LAS VEGAS -- For baby boomers starved for pony cars of their carefree youth, here's a chance to turn back the clock.
Sure, you could buy a used 1965 Ford Mustang convertible. But now there's a way to own an almost new one. All you have to do is build it, part by part.
Ford Motor unveiled the first approved reproduction body shell for the original Mustang convertible here recently at the nation's biggest aftermarket parts trade show, commonly called SEMA. The body structure, hood, fenders and trunk lid are being produced by Dynacorn International through a licensing deal.
With those critical components in hand, making a nearly new car becomes merely a task of rounding up thousands of parts, from the gas cap to the grille emblem, for a Mustang and figuring out how they all fit together.
"The primary market is going to be the baby boom generation who may have owned one or always wanted to own one -- people who want the thrill back from when they were teenagers," says Dennis Mondrach, Ford's restoration licensing manager.
The first-generation Mustang, which went on sale in April 1964, has proved to be one of the most collected cars of all time. More than 1.2 million first-generation 1964, 1965 and 1966 Mustangs were churned out by Ford before the first redesign for the 1967 model year. About 174,000 of the originals were convertibles.
The new body shell for the original Mustangs joins versions already available from Camarillo, Calif.-based Dynacorn for the 1967 convertible and 1967-68 and 1969-70 fastback Mustangs.
With the first-generation Mustang a prized classic, even the most rusted, dented bodies remain valuable. Rather than trying to put such a basket case back into running shape, restorers can take a shortcut with the new bodies, which feature modern welding and rust-proofing.
The body's not cheap, though, at about $15,000. Estimates vary on how much building a fully new Mustang would cost -- using remanufactured parts would be a lot cheaper than new parts, for example -- but experts say about $65,000 to $70,000 should do it. Virtually every part of an old Mustang still can be found for sale through stores or over the Internet.
Prospective builders also have to consider whether they want the car to exactly duplicate the original, or whether they want to update it with modern components such as a smoother, more powerful and cleaner engine from today.
Ford doesn't even license the old 260-cubic-inch or 289 cu.-in. V-8s, although plenty are available elsewhere. But it does have a 302-cubic-inch V-8 available for the Mustang, Mondrach says.
Boomers thinking of idling away their empty nest hours tinkering on a do-it-yourself 'Stang should think twice, says the maker of the new Mustang bodies.
"We don't recommend they try to do it themselves in their garages," says Jim Christina, vice-president of Dynacorn. "Go ahead and spend the money. Don't scrimp on what is most important, which is having someone who knows what they are doing put it together."

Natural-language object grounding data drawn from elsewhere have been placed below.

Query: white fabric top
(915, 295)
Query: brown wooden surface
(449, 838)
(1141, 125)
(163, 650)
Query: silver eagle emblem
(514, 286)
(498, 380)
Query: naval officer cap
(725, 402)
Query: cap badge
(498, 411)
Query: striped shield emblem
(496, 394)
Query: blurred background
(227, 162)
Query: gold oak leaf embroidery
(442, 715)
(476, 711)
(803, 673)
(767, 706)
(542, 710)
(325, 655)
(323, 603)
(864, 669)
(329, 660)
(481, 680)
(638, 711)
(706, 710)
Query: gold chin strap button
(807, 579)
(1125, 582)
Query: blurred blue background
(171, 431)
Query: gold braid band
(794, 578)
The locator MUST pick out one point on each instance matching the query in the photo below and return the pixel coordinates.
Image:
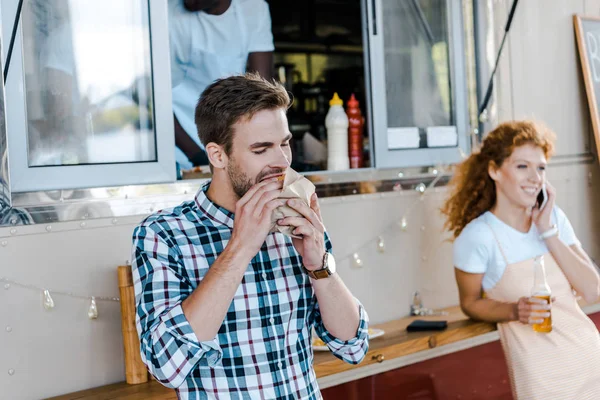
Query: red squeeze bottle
(355, 133)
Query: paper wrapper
(295, 186)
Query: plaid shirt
(263, 349)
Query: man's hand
(253, 214)
(531, 310)
(310, 226)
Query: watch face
(330, 263)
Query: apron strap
(497, 242)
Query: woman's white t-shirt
(476, 249)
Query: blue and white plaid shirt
(263, 349)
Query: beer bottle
(541, 290)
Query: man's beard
(240, 182)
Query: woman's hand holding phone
(542, 216)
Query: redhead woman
(500, 230)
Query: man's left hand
(310, 226)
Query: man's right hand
(253, 214)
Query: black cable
(12, 39)
(488, 92)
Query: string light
(357, 261)
(93, 310)
(380, 244)
(48, 301)
(404, 224)
(92, 313)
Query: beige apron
(563, 364)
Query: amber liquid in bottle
(545, 326)
(541, 290)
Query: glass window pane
(417, 63)
(88, 82)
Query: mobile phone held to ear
(419, 325)
(542, 198)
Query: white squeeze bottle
(336, 123)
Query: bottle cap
(353, 103)
(335, 100)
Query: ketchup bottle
(356, 124)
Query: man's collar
(214, 212)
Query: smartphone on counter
(542, 198)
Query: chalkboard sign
(587, 32)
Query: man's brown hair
(228, 100)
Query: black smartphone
(421, 325)
(542, 197)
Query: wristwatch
(327, 270)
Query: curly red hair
(473, 192)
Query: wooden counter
(396, 342)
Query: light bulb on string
(380, 244)
(48, 302)
(403, 224)
(357, 261)
(93, 310)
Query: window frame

One professional builder, far from being a boomer, is Race Safro, 18, of Albuquerque. At this year's SEMA, he showed off a 1967 Mustang he created from scratch with his dad, Jay.
He says he was able to track down all the original parts except four -- the ashtray cover, clutch and brake pedal covers and the glove compartment hatch. But he found suppliers for them at the show.
He doesn't work from plans, although he says they have a vintage 1967 Mustang parked nearby for reference. It's the 13th car he's built since age 13. It took 2,500 hours to craft the latest Mustang.
Safro hopes the car, modeled on the Mustang in the Nicholas Cage action movie Gone in 60 Seconds, will be a prototype for others who might want to order one from him. Price: About $200,000. "The market is mainly overseas," he says, including oil-rich nations in the Middle East.
Another builder using bodies from Dynacorn, George Huisman of Classic Design Concepts in Wixom, Mich., says the 1967 Mustang that was ordered from him for a past SEMA show took a team of seven about three months.
"When they are done it's a lot of fun, but it's a lot of work," Huisman says.